As much as 4% of all property in North Carolina — valued at approximately $2 billion — is held as heirs’ property, leaving thousands of predominantly minority and low-income families at risk of losing their ancestral lands and homes.

What Is Heirs’ Property?

Heirs’ property is a form of joint ownership of land by descendants of a person who died without a will or left the property to heirs as tenants in common. Heirs’ property owners often struggle with access to capital, government assistance, and expertise—and frequently suffer predatory dispossession. Heirs’ property is prevalent in the southeastern United States, and the majority of heirs’ property lies in communities of color and low-income communities, where it exacerbates threats to economic growth, the protection of land, and cultural identity.

Why Is There a Need for This Work?

Heirs’ property has been recognized as a significant issue by community advocates; policymakers; and federal, state, and local agencies. Owners of heirs’ property face unique challenges improving their land, stewarding its environmental condition, and protecting it against predatory development. Heirs’ property owners struggle to qualify for federal and state assistance, ranging from disaster recovery to agricultural loans and support. They generally cannot obtain loans against the land because they cannot demonstrate clear title to the land. Additionally, court-ordered sales of land remain a persistent threat to heirs’ property land tenure.

Wake Forest Law students (working with experts at county government and other academic institutions) found parcels likely to be heirs’ property in all of North Carolina’s 100 counties (NC OneMap). Heirs’ property is concentrated in overburdened and underserved communities, and these findings are consistent with other research, which estimates that 33-50% of rural Black-owned land in the southern United States is heirs’ property (Conner Bailey, 2017).

What Is the Work of the Heirs’ Property Project?

The Project was started in January 2023 at the urging of advocates working on heirs’ property issues in North Carolina. The Heirs’ Property Project is one of only a handful of law school clinics that provide direct legal services in these circumstances, and to our knowledge, the only clinic currently doing so full time. Only a handful of organizations in the state of North Carolina provide legal and other services to heirs’ property owners. The Heirs’ Property Project was created to assist these organizations in three ways:

  • Provide direct legal representation alongside conflict resolution and land management support to heirs’ property owners;
  • Build a pipeline of lawyers trained to manage heirs’ property cases; and
  • Serve as a hub for research, learning, and interdisciplinary training on land rights issues in North Carolina.

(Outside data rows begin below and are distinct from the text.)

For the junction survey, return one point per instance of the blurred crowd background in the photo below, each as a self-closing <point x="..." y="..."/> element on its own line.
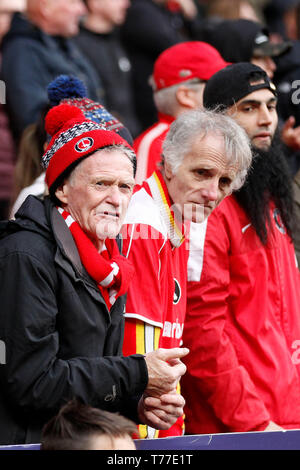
<point x="111" y="45"/>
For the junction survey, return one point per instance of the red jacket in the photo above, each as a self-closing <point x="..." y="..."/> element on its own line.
<point x="148" y="147"/>
<point x="242" y="326"/>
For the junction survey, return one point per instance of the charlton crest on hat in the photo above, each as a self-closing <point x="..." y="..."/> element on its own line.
<point x="84" y="144"/>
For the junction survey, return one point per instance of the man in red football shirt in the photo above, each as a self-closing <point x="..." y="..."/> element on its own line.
<point x="178" y="81"/>
<point x="205" y="157"/>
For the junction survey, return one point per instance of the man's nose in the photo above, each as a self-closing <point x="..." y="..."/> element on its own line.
<point x="211" y="189"/>
<point x="114" y="195"/>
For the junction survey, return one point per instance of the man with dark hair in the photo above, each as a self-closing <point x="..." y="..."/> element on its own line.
<point x="243" y="320"/>
<point x="36" y="50"/>
<point x="78" y="426"/>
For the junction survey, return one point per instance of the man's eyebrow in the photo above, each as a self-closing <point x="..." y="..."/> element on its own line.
<point x="257" y="102"/>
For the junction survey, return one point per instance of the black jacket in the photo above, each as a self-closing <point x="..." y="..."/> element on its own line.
<point x="31" y="60"/>
<point x="60" y="339"/>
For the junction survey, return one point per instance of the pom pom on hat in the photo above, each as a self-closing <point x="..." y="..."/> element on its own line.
<point x="74" y="137"/>
<point x="59" y="115"/>
<point x="65" y="86"/>
<point x="69" y="89"/>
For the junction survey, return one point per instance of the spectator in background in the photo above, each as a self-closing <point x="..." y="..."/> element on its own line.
<point x="178" y="81"/>
<point x="218" y="10"/>
<point x="78" y="426"/>
<point x="35" y="51"/>
<point x="7" y="147"/>
<point x="205" y="157"/>
<point x="152" y="26"/>
<point x="245" y="40"/>
<point x="243" y="318"/>
<point x="99" y="39"/>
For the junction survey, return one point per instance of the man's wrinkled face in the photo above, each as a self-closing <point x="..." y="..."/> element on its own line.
<point x="257" y="114"/>
<point x="113" y="11"/>
<point x="98" y="192"/>
<point x="203" y="179"/>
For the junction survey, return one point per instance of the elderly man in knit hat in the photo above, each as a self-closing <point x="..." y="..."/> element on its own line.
<point x="243" y="316"/>
<point x="63" y="282"/>
<point x="178" y="80"/>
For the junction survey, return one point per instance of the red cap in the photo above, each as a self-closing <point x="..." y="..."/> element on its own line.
<point x="185" y="61"/>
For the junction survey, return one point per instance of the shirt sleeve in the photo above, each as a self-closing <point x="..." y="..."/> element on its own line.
<point x="145" y="299"/>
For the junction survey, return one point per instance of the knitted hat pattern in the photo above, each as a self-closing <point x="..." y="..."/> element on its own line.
<point x="74" y="137"/>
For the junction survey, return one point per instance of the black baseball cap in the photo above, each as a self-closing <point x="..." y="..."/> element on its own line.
<point x="232" y="83"/>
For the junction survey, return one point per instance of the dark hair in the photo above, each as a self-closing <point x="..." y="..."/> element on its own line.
<point x="77" y="423"/>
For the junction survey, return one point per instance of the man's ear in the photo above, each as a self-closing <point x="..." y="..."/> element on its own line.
<point x="168" y="170"/>
<point x="62" y="193"/>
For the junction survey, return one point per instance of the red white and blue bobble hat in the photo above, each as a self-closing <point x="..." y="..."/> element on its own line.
<point x="74" y="137"/>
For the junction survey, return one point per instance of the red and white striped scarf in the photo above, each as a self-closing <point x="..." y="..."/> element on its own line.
<point x="111" y="271"/>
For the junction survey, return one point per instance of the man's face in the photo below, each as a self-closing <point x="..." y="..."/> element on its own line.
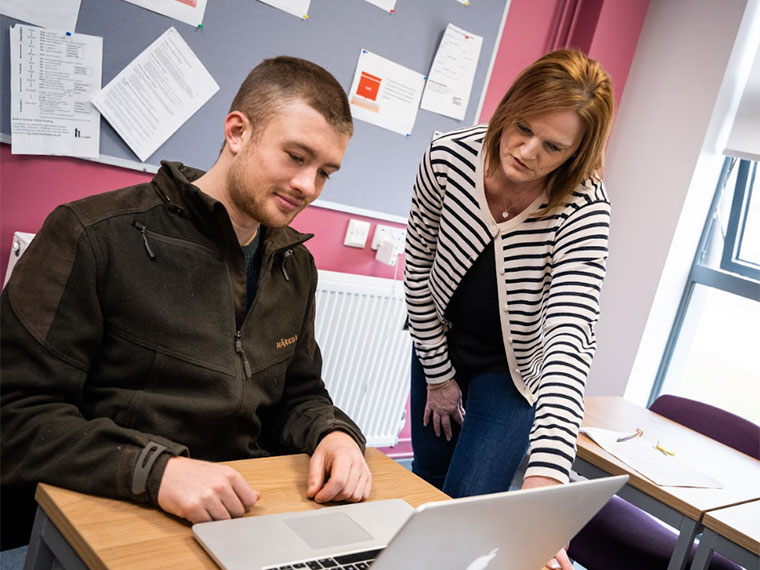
<point x="284" y="168"/>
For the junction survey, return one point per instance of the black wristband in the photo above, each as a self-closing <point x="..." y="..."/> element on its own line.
<point x="143" y="465"/>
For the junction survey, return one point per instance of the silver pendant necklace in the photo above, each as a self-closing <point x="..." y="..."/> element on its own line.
<point x="505" y="212"/>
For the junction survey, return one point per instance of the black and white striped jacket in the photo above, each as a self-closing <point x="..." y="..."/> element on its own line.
<point x="549" y="276"/>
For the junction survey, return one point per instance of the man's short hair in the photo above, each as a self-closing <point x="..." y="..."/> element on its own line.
<point x="284" y="79"/>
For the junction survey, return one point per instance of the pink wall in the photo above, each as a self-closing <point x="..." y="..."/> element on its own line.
<point x="606" y="30"/>
<point x="30" y="187"/>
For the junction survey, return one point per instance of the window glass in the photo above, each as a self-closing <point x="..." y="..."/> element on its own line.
<point x="717" y="356"/>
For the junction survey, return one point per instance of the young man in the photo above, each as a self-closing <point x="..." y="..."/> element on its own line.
<point x="151" y="331"/>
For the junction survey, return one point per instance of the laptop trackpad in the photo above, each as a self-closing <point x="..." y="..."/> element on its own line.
<point x="328" y="530"/>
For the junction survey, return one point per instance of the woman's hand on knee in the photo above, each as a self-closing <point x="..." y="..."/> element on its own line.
<point x="442" y="405"/>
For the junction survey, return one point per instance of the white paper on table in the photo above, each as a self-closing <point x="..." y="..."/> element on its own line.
<point x="385" y="93"/>
<point x="54" y="75"/>
<point x="56" y="14"/>
<point x="187" y="11"/>
<point x="641" y="455"/>
<point x="387" y="5"/>
<point x="449" y="82"/>
<point x="299" y="8"/>
<point x="156" y="93"/>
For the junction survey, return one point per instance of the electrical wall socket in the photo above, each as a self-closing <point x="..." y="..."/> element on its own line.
<point x="396" y="235"/>
<point x="356" y="234"/>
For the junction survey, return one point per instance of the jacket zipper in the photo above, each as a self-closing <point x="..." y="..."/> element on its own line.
<point x="144" y="232"/>
<point x="241" y="354"/>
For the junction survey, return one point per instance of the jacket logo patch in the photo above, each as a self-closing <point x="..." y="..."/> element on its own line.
<point x="283" y="342"/>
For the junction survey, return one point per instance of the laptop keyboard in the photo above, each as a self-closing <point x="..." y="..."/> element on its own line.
<point x="355" y="561"/>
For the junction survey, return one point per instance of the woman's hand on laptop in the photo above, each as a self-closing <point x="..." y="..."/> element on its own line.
<point x="338" y="471"/>
<point x="560" y="560"/>
<point x="200" y="491"/>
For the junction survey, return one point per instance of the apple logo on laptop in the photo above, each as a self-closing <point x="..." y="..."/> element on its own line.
<point x="481" y="562"/>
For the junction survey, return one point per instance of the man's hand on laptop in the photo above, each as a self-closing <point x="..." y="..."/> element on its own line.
<point x="200" y="491"/>
<point x="338" y="471"/>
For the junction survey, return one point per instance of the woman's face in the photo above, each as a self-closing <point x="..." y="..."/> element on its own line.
<point x="530" y="149"/>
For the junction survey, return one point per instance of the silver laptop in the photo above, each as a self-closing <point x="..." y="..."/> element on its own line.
<point x="516" y="529"/>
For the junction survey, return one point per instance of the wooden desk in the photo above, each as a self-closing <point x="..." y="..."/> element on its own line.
<point x="680" y="507"/>
<point x="106" y="533"/>
<point x="734" y="532"/>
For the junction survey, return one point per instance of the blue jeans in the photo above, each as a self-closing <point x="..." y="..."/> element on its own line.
<point x="483" y="456"/>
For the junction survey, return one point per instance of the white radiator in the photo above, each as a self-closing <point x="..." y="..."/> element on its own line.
<point x="366" y="352"/>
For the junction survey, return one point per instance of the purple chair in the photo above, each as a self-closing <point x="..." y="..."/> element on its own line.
<point x="624" y="537"/>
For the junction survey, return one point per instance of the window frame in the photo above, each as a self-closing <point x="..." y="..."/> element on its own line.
<point x="734" y="275"/>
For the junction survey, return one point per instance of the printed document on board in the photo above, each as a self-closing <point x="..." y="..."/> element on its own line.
<point x="385" y="93"/>
<point x="156" y="93"/>
<point x="449" y="83"/>
<point x="387" y="5"/>
<point x="188" y="11"/>
<point x="55" y="14"/>
<point x="54" y="75"/>
<point x="298" y="8"/>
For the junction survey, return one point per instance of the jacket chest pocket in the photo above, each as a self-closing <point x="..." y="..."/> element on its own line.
<point x="169" y="293"/>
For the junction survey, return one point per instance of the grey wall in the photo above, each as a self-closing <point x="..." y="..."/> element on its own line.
<point x="379" y="166"/>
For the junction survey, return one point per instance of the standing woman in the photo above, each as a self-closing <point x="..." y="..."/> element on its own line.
<point x="505" y="256"/>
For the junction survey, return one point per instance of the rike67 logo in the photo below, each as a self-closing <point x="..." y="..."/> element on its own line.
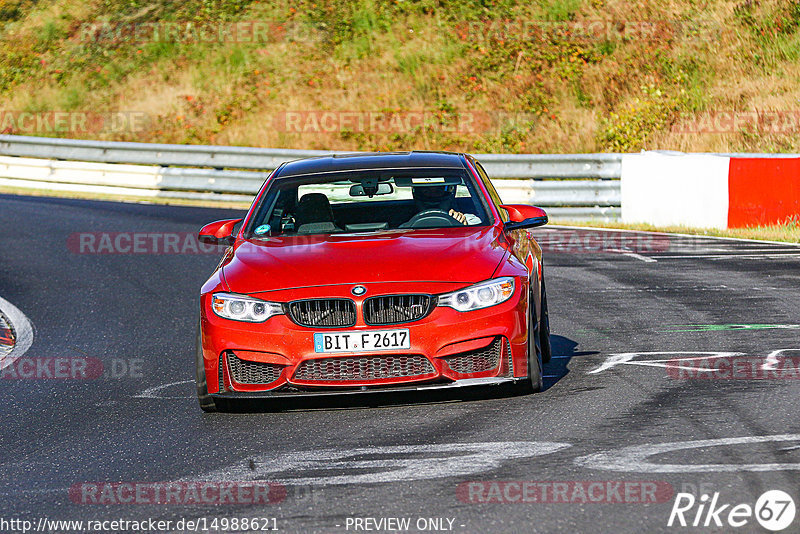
<point x="774" y="510"/>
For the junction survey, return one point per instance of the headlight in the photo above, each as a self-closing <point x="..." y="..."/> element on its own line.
<point x="242" y="308"/>
<point x="483" y="295"/>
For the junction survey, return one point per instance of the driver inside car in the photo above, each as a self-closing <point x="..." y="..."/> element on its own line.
<point x="441" y="197"/>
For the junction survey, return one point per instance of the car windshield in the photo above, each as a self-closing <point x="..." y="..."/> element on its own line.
<point x="368" y="201"/>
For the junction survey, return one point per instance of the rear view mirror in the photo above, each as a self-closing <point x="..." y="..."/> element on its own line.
<point x="522" y="216"/>
<point x="219" y="232"/>
<point x="363" y="190"/>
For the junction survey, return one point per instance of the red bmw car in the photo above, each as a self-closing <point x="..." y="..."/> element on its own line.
<point x="373" y="272"/>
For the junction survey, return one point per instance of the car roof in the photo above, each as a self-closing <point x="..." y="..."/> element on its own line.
<point x="371" y="160"/>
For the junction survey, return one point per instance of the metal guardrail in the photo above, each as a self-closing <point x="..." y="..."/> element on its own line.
<point x="571" y="186"/>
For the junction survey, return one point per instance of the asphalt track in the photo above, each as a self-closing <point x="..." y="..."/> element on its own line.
<point x="406" y="456"/>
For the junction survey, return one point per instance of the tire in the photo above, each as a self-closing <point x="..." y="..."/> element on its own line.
<point x="544" y="328"/>
<point x="534" y="382"/>
<point x="207" y="402"/>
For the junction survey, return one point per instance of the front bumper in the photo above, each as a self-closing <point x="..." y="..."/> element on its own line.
<point x="280" y="348"/>
<point x="456" y="385"/>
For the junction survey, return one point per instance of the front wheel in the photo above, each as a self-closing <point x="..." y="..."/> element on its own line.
<point x="544" y="328"/>
<point x="534" y="382"/>
<point x="207" y="403"/>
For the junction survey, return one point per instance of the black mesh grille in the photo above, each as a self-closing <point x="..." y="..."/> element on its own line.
<point x="363" y="368"/>
<point x="396" y="309"/>
<point x="477" y="361"/>
<point x="246" y="372"/>
<point x="323" y="312"/>
<point x="221" y="380"/>
<point x="510" y="360"/>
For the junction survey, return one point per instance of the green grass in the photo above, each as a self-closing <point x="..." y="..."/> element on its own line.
<point x="604" y="92"/>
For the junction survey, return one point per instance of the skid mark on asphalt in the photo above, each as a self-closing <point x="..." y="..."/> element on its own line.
<point x="371" y="465"/>
<point x="629" y="358"/>
<point x="637" y="457"/>
<point x="155" y="391"/>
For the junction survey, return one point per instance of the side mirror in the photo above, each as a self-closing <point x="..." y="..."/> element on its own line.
<point x="219" y="232"/>
<point x="522" y="216"/>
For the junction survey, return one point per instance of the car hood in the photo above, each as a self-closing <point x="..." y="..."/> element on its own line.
<point x="465" y="255"/>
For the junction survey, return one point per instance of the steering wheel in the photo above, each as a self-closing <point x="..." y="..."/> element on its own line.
<point x="432" y="218"/>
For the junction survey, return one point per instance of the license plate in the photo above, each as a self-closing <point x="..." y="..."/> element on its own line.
<point x="366" y="341"/>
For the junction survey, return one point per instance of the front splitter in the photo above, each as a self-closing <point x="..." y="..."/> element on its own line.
<point x="458" y="384"/>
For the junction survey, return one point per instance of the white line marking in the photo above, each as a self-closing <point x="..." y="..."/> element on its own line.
<point x="150" y="393"/>
<point x="771" y="361"/>
<point x="384" y="464"/>
<point x="630" y="254"/>
<point x="636" y="458"/>
<point x="23" y="330"/>
<point x="732" y="255"/>
<point x="640" y="257"/>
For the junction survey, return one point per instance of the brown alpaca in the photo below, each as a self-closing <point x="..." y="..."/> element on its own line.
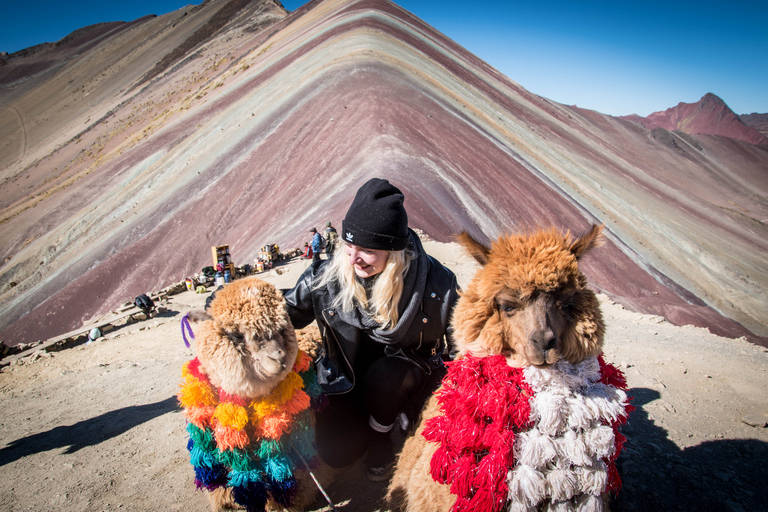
<point x="246" y="346"/>
<point x="528" y="302"/>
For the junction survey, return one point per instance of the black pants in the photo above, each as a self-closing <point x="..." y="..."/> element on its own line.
<point x="389" y="386"/>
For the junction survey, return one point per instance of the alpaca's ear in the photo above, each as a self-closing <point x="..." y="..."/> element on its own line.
<point x="198" y="315"/>
<point x="473" y="247"/>
<point x="592" y="239"/>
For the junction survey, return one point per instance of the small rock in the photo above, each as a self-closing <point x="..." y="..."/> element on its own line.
<point x="755" y="420"/>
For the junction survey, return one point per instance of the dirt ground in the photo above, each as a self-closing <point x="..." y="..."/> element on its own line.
<point x="97" y="426"/>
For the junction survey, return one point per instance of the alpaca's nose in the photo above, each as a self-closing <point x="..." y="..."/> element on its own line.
<point x="544" y="339"/>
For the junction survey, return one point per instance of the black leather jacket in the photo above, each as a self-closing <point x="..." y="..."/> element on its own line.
<point x="426" y="341"/>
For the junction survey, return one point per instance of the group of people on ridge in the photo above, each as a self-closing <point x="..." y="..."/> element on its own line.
<point x="320" y="243"/>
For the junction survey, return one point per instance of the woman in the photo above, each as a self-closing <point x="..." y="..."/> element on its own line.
<point x="383" y="307"/>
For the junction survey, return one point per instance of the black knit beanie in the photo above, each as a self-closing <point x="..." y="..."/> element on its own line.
<point x="377" y="219"/>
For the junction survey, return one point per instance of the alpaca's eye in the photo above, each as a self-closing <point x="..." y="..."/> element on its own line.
<point x="236" y="337"/>
<point x="507" y="308"/>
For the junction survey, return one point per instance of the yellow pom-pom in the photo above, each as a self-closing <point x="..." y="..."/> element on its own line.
<point x="231" y="415"/>
<point x="195" y="393"/>
<point x="303" y="362"/>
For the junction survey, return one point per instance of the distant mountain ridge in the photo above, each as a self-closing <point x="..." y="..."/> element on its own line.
<point x="757" y="121"/>
<point x="709" y="116"/>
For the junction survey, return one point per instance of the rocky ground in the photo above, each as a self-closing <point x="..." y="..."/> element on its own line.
<point x="97" y="427"/>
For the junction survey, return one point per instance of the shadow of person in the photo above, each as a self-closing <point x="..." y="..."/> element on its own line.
<point x="728" y="475"/>
<point x="87" y="432"/>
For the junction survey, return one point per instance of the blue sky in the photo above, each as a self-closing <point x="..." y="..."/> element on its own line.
<point x="617" y="57"/>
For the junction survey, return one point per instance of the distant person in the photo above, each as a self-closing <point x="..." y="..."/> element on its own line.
<point x="331" y="237"/>
<point x="316" y="244"/>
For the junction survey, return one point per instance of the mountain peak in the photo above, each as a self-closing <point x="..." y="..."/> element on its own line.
<point x="709" y="116"/>
<point x="712" y="99"/>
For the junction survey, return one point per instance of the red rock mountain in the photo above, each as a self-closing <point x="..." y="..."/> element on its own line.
<point x="709" y="116"/>
<point x="128" y="149"/>
<point x="757" y="121"/>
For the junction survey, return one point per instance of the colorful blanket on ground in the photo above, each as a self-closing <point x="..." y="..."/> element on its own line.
<point x="252" y="446"/>
<point x="515" y="438"/>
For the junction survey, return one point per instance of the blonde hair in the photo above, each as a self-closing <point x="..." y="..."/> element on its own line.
<point x="387" y="288"/>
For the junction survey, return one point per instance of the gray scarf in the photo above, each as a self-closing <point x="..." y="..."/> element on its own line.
<point x="410" y="301"/>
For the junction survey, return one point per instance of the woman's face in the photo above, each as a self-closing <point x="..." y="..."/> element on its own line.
<point x="367" y="262"/>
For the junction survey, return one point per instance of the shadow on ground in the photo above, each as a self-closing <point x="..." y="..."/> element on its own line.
<point x="87" y="432"/>
<point x="723" y="475"/>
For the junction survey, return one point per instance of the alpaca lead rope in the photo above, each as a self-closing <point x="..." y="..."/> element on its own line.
<point x="314" y="479"/>
<point x="185" y="321"/>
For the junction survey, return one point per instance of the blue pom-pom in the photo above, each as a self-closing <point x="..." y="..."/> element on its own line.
<point x="278" y="468"/>
<point x="211" y="477"/>
<point x="284" y="491"/>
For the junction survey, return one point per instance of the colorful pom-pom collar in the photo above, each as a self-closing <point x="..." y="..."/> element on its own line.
<point x="252" y="446"/>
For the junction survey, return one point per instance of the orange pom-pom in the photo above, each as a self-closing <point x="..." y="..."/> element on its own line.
<point x="199" y="416"/>
<point x="228" y="438"/>
<point x="276" y="425"/>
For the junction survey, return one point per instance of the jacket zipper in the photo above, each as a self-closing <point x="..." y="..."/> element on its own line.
<point x="343" y="354"/>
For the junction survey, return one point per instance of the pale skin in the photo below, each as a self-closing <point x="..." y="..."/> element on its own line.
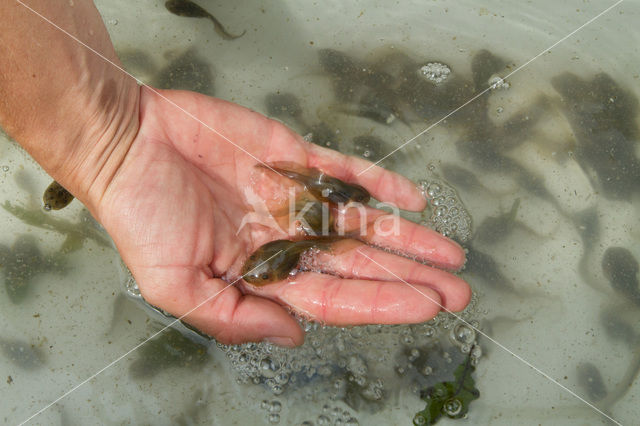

Working with our grassroots partners, the Project is already managing six cases. These include several clients seeking clear title to land they live on and hope to put toward productive use; a client defending against a partition action which threatens to leave her homeless; and several clients investigating the possibility that heirs’ land was stolen from their families.

Professional headshot of Scott Schang.

schangs@wfu.edu


This episode of the Legal Deac Podcast explores the intricacies and inequities around heirs’ property, and how students involved in Wake Forest Law’s Heirs’ Property Project work to get justice for these North Carolinian families.

How Does the Project Benefit Students?

Led by a supervising attorney, the Project enrolls 12 law students each semester to provide legal services to clients referred from partner organizations. Students gain substantive experience in property law, trusts and estates, and other areas of law as they assist in representing heirs’ property owners toward clearing the title to land, resolving adjacent legal issues, and navigating state and federal land management programs. Students also gain hands-on experience building relationships with clients from rural areas, providing trustworthy counsel, and thinking creatively about how to employ the law to meet clients’ goals.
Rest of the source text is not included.